Your roommate was biting my friend last night. It was weird.
chinese tourists just took a picture of me....im pretty sure i heard the bus drive say something about shame.
I am drunk at a castle and it isn't even 3. Europe is amazing.
He tried to write down the address for the cab on half a bagel.
he keeps trying to sext me and all I can do is respond with descriptions of what im eating.
Apparently my type is "guy whose parents had unprotected sex on Halloween". Last week was my ex's, my FWB's, and the guy I'm seeing's birthdays.
Moment of the night: you were impatient while I paid for the tequila shots and proceeded to lick and salt MY hand for me. This is why we're roommates.

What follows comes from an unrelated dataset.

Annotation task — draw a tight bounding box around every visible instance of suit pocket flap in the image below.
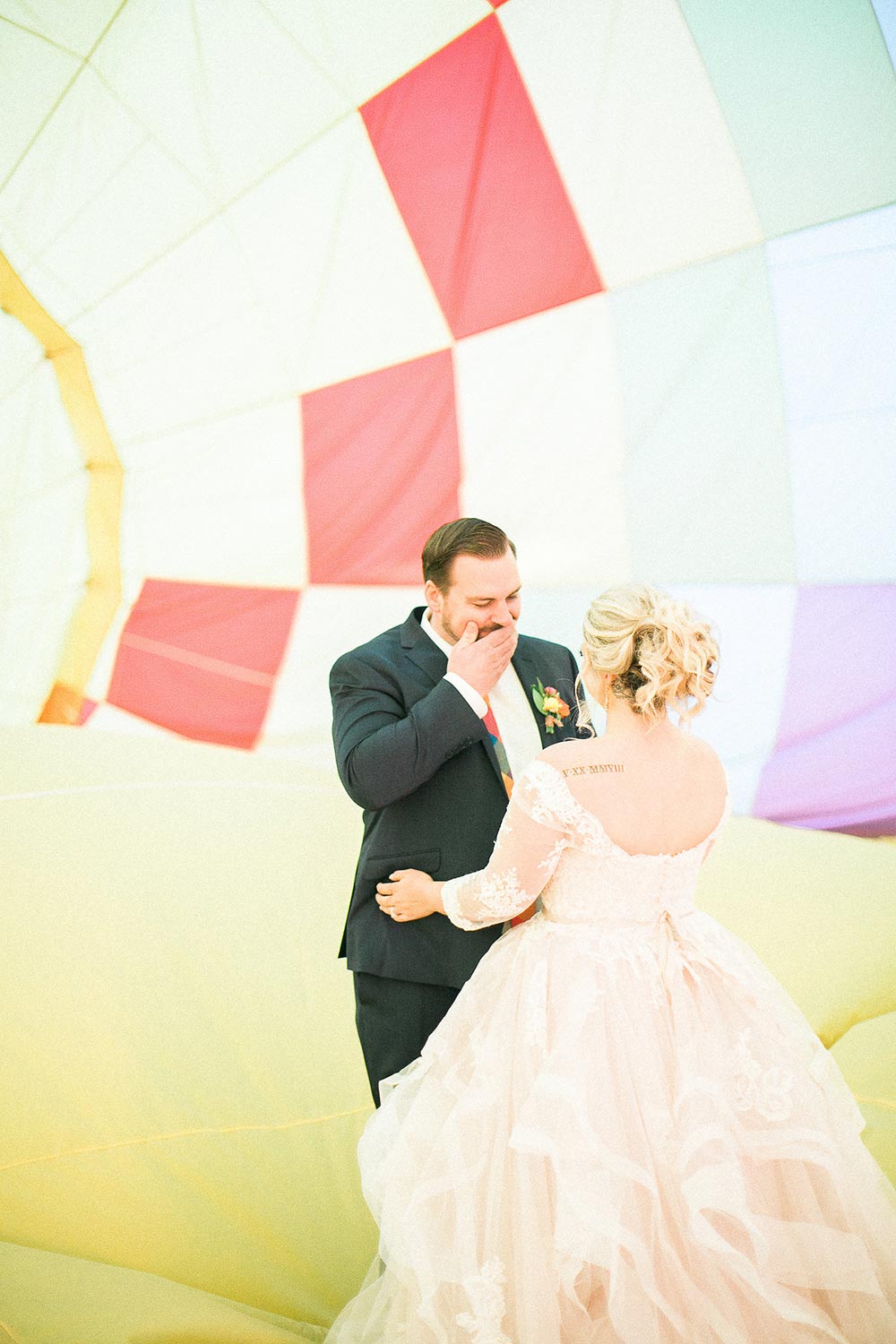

Give him a trash can and a welcome home balloon, he will be good.
I am going to dream of scrotums tonight, I just know it.
I'm not the one who gave a guy that lives next door to my grandmother a blowjob in a pub bathroom in Ireland, you have no room to judge.
He yelled "HOO-ah!" like Al Pacino when he pulled down his pants. Trust me, he has every right to.
He's standing in the corner rubbing his nipples and reflecting on poor life choices
Probably yeah. I mean maybe one day we can be those friends that hang out naked. Not awkard at all.
Just ate Panda Express. Fortune cookie had no fortune in it. I actually prefer this. Less broken dream potential.